RÖTHENBACH/ ZAMOŚĆ – Gemeinsam mit einigen Freunden ist Familie Lemanczyk in der Nacht auf Samstag mit vier prall gefüllten Transportern voller Lebensmittel und Kleidung von Röthenbach aus ins polnische Zamość nahe der ukrainischen Grenze gefahren. Zuvor haben sie in einer Hauruck-Aktion innerhalb kürzester Zeit Spenden gesammelt.
9 Uhr morgens am vergangenen Freitag: Erste Schreckensbilder aus der Ukraine flimmern über den Fernsehbildschirm von Familie Lemanczyk, die in Röthenbach die Schreinerei Pöhlmann betreibt. Darunter sehen sie auch eine Szene, in der sich ein Papa von seiner Tochter verabschiedet, um in den Krieg zu ziehen. „Mir zerreißt es gleich das Herz“, überkommt es einen der beiden erwachsenen Söhne von Elisabeth und Johann Lemanczyk. Und sofort ist sich die Familie einig. „Wir dachten uns, hier sitzen und nichts machen, das geht einfach nicht“, sagt Elisabeth Lemanczyk. „Mein Mann und ich sind beide aus Danzig. Damals während des Krieges wurde uns auch geholfen.“
Auf nach Polen
Der Entschluss ist gefasst: Noch am selben Tag soll es in Richtung Grenze gehen. Nach einiger Recherche und Absprache ist auch der geeignete Zielort gefunden: Zamość, ein kleiner Ort in Polen rund 50 Kilometer entfernt von der Grenze zur Ukraine. Dort hat die Caritas eine Sammelstelle für Hilfsgüter eingerichtet.

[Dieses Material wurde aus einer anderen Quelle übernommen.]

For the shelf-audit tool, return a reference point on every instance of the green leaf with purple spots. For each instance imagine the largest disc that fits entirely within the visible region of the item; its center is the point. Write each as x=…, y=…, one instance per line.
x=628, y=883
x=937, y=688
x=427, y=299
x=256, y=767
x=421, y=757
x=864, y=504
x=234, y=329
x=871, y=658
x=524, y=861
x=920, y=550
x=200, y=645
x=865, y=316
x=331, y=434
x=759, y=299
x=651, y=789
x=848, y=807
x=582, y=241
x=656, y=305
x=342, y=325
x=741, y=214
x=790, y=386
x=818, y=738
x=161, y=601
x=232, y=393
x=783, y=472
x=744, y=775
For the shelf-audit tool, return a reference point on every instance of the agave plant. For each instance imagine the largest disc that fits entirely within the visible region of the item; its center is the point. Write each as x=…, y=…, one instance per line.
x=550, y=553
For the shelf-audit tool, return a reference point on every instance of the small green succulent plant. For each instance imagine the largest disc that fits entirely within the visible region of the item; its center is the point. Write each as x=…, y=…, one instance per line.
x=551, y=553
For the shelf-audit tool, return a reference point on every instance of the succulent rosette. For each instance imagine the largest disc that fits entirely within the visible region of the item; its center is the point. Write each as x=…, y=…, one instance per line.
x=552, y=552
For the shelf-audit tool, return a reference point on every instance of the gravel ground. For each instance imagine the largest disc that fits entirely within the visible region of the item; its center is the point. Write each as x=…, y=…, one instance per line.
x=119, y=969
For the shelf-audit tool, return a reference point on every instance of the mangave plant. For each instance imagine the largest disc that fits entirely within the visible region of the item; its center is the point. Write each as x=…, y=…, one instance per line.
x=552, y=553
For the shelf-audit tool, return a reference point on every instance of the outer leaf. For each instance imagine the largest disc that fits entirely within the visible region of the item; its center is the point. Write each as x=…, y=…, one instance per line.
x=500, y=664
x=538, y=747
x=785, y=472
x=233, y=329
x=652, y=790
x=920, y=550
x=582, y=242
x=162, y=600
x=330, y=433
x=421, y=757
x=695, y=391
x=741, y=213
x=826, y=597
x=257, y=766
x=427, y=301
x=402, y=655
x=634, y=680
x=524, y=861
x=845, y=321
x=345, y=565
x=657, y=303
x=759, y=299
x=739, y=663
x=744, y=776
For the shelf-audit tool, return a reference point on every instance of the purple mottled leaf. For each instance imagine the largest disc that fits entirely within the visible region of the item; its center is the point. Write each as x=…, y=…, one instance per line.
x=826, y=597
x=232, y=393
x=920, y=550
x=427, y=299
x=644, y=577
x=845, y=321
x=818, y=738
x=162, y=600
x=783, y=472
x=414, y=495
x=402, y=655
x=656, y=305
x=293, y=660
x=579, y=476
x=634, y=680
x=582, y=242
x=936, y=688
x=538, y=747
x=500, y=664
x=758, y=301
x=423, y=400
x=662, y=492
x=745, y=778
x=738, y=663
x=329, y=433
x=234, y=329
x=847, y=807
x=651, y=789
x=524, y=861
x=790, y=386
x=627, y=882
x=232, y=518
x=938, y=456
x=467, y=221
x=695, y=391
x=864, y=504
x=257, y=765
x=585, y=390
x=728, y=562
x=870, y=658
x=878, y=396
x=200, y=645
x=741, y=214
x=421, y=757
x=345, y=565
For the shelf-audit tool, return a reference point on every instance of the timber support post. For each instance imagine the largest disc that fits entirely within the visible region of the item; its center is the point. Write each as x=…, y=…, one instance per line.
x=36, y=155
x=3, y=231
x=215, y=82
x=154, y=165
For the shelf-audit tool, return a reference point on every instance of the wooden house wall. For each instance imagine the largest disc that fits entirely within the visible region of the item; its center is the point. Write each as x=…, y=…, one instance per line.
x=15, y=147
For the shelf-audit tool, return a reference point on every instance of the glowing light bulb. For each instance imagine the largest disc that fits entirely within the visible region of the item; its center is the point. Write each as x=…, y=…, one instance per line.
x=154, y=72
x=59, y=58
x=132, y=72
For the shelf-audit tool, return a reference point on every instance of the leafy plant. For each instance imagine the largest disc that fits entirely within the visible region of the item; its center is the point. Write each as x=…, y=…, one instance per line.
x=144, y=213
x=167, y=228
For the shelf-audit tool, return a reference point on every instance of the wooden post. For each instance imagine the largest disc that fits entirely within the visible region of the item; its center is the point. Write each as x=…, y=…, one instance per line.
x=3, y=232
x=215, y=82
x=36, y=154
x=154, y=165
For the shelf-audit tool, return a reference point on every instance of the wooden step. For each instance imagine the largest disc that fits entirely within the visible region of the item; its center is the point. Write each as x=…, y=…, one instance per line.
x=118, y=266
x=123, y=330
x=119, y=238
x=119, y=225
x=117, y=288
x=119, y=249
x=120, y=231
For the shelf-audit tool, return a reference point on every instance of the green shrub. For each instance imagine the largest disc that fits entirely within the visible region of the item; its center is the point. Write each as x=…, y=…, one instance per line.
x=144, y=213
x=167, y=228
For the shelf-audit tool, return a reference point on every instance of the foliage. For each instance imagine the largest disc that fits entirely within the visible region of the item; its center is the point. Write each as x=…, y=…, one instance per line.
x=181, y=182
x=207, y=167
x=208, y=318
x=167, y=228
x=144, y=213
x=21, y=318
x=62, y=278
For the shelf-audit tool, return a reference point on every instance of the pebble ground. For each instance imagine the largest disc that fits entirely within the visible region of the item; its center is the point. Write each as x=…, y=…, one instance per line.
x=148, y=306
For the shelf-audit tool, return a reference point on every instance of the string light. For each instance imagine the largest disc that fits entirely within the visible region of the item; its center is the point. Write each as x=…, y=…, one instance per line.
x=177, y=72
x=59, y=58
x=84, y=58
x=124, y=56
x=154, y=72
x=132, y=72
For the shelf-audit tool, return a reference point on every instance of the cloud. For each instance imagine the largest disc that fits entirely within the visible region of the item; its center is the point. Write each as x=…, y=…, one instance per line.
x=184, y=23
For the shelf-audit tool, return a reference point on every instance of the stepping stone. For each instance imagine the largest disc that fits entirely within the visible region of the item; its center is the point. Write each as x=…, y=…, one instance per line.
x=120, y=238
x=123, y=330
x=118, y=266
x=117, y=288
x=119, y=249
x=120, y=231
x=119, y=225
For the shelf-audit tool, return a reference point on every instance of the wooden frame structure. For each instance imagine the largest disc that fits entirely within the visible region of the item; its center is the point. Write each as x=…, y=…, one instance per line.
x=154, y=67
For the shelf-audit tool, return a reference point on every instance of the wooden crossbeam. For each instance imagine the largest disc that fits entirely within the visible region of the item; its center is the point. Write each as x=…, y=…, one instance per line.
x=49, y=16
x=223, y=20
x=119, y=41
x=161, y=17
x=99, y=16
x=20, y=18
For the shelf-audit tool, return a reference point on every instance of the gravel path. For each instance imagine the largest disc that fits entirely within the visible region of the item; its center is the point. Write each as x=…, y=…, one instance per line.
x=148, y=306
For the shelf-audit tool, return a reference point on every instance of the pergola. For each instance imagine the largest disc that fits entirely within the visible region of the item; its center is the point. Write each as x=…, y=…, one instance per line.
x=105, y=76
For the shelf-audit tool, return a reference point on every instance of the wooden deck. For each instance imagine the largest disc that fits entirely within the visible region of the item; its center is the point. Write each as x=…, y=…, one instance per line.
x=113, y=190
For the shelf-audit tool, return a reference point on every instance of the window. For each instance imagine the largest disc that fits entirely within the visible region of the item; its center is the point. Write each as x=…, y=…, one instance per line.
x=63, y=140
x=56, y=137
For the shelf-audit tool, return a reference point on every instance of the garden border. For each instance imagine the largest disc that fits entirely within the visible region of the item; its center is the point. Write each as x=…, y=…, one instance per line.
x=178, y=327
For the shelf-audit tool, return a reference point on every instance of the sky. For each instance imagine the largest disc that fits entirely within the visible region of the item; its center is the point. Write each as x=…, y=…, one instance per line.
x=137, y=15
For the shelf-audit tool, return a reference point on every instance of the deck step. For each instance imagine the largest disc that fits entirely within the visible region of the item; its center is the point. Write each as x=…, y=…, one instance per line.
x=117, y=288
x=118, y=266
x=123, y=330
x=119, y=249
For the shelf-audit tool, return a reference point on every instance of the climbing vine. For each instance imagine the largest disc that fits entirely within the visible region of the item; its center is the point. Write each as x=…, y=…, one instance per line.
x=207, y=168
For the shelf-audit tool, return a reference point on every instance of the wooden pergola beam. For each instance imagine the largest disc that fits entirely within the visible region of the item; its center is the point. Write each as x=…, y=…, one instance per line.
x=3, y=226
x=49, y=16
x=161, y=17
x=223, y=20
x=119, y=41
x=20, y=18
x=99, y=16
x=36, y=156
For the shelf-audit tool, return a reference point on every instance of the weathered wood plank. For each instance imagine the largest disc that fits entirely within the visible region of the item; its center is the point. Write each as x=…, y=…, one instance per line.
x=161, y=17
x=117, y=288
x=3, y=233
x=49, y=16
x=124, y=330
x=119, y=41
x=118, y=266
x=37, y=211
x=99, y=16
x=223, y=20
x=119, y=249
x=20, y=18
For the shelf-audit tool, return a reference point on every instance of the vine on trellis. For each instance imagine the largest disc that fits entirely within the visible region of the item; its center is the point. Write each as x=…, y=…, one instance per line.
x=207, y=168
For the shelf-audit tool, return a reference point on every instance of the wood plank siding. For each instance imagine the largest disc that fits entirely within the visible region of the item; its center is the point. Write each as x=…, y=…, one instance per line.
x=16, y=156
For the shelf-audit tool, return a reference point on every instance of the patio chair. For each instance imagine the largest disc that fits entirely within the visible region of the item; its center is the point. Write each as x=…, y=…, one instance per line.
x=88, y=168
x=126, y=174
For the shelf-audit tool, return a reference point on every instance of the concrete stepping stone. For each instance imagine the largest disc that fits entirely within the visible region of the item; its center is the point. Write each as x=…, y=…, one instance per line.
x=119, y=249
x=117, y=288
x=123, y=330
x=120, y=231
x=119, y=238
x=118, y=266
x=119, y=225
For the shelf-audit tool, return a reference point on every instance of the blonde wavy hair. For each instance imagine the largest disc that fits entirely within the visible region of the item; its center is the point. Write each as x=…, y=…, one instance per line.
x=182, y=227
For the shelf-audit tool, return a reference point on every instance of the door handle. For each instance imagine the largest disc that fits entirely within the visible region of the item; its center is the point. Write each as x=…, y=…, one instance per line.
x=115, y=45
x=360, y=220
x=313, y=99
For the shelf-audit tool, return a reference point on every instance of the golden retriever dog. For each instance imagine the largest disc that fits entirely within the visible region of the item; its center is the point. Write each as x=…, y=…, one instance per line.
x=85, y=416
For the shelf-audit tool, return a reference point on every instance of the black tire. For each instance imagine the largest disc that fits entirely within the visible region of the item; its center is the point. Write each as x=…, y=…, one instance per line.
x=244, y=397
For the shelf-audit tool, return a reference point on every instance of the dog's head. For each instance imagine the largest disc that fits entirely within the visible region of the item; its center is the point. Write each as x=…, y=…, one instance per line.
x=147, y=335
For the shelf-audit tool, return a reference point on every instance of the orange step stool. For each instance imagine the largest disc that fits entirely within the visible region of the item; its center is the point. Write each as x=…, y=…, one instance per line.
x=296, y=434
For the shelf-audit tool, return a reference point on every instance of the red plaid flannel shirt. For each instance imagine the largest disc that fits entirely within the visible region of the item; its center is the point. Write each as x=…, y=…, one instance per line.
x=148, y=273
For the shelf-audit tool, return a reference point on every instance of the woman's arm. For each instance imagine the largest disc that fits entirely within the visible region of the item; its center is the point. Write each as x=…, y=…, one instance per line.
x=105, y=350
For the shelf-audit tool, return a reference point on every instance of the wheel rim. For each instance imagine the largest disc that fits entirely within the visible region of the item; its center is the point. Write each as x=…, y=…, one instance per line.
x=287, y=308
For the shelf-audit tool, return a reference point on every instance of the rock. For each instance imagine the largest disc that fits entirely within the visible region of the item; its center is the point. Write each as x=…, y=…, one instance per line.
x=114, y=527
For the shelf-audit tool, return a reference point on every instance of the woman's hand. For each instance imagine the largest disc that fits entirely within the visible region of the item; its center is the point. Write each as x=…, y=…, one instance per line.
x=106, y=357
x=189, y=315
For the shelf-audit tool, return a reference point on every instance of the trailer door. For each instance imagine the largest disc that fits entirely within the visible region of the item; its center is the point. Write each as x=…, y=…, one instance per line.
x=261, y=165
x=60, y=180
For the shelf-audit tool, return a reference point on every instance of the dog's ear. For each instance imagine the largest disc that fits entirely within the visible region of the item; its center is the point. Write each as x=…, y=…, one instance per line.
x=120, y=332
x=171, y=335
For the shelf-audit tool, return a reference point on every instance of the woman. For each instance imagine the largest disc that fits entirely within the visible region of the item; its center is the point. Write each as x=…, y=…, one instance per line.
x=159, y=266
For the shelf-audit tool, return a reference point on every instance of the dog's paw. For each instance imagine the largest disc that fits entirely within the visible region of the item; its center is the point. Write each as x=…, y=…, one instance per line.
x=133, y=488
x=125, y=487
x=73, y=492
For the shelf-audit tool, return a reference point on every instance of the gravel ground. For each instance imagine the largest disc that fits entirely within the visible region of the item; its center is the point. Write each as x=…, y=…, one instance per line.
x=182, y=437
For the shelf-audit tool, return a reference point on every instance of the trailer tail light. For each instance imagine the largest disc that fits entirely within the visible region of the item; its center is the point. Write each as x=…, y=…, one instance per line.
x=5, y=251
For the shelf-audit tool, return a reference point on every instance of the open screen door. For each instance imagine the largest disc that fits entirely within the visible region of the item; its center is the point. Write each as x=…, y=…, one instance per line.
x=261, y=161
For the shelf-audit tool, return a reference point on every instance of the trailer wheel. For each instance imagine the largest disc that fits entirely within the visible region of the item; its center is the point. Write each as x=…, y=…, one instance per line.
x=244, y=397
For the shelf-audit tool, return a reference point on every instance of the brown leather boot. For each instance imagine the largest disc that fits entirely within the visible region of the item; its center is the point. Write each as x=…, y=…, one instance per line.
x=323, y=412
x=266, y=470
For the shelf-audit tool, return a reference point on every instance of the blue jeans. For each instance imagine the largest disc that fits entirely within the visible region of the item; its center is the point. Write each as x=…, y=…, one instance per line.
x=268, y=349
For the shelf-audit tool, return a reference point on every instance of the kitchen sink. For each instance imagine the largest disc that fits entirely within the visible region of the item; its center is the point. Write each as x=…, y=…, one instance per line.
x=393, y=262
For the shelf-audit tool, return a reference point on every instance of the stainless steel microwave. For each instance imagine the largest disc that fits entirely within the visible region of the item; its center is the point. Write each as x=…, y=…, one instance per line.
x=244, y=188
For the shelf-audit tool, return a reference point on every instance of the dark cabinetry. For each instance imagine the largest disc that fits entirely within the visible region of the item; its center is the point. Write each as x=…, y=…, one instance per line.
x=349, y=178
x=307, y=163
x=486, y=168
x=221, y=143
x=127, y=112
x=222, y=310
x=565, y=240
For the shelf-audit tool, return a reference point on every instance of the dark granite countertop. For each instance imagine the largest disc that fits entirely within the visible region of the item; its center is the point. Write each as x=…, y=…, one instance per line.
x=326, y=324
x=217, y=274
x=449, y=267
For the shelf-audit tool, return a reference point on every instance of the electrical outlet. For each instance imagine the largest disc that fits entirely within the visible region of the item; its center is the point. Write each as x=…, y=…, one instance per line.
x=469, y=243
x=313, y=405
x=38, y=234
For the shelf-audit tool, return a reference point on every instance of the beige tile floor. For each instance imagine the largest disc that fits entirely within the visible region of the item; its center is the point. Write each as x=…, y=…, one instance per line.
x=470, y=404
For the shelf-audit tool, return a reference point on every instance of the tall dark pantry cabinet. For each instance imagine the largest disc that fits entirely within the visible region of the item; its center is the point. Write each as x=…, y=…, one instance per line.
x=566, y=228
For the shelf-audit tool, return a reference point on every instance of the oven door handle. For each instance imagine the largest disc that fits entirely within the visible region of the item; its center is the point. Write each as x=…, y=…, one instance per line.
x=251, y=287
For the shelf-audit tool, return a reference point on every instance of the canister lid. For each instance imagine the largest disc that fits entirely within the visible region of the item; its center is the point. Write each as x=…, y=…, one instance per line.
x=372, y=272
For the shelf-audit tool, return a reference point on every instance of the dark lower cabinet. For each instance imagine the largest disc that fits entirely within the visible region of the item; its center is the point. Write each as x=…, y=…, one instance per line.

Nach einiger Suche und Absprache mit der Stadt Röthenbach ist gegen 12.30 Uhr am Freitag auch der geeignete Ort gefunden: Der Rewe lässt die Spendensammler auf dem Parkplatz des Marktes parken und ihr Vorhaben durchführen. Dazu hängen die Helfer ein Banner auf. „Wir fahren noch heute bis zur Grenze“ steht darauf geschrieben. „Wir haben alle Hebel in Bewegung gesetzt. Ich habe beim Tennisclub Werbung gemacht. Meine Söhne haben über Whatsapp ihre Freunde und Bekannten informiert“, sagt Elisabeth Lemanczyk. Die Beteiligung der Menschen – auch der Fremden, die bloß schnell Besorgungen machen wollten – sei „überwältigend“ gewesen.
Vier volle Transporter
So überwältigend, dass die Helfer nach knapp vier Stunden, gegen 18.30 Uhr am Freitag, sogar abbrechen müssen: „Wir wollten einen Transporter mit Spenden zusammenbekommen und am Ende waren es vier“, sagt Lemanczyk. Also sortieren Familie und Freunde noch einige Stunden um und brechen gegen 22.30 Uhr auf in Richtung ukrainische Grenze. Am Steuer sitzen Felix und Daniel, die beiden 24- und 25- jährigen Söhne der Familie, Vater Johann und die Leiterin des Behringersdorfer Kindergartens. Außerdem sind noch Freunde und Familienmitglieder mit an Bord, damit sich die Fahrer abwechseln können. Außer Pippi-Pausen sind nämliche keine Stopps geplant.
Ankunft in Zamość
Eine rund 1130 Kilometer lange Autofahrt später ist es 13 Uhr am Samstag, als die müden Helfer im Caritas-Zentrum in Zamość ankommen. Von der Spendenidee am Frühstückstisch bis zur Ankunft an der polnisch-ukrainischen Grenze sind gerade einmal 28 Stunden vergangen. Vor Ort werde aus den Lebensmitteln Essen gekocht und alle Hilfsgüter an polnische Soldaten übergeben, die sie anschließend über die Grenze bringen und an Ukrainer verteilen, erzählt Elisabeth Lemanczyk. Doch für mehr als einen kurzen Aufenthalt reicht die Zeit für die Helfer vor Ort nicht, denn die Gefahr ist auch an der Grenze spürbar. Also geht es direkt zurück nach Röthenbach, wo sie, nach fast zwei Tagen ohne Schlaf, erschöpft wieder in der Nacht auf Sonntag ankommen.
Weiterer Konvoi
Die Lemanczyks planen noch eine weitere Spendenfahrt, allerdings beobachten sie die Entwicklung der Situation ganz genau, denn Sicherheit für alle Beteiligten geht vor: „Mein Mann und meine Söhne haben erzählt, sie haben viele Militärfahrzeuge auf ihrem Weg gesehen. Das ist für alle sehr einschüchternd gewesen“, sagt Lemanczyk.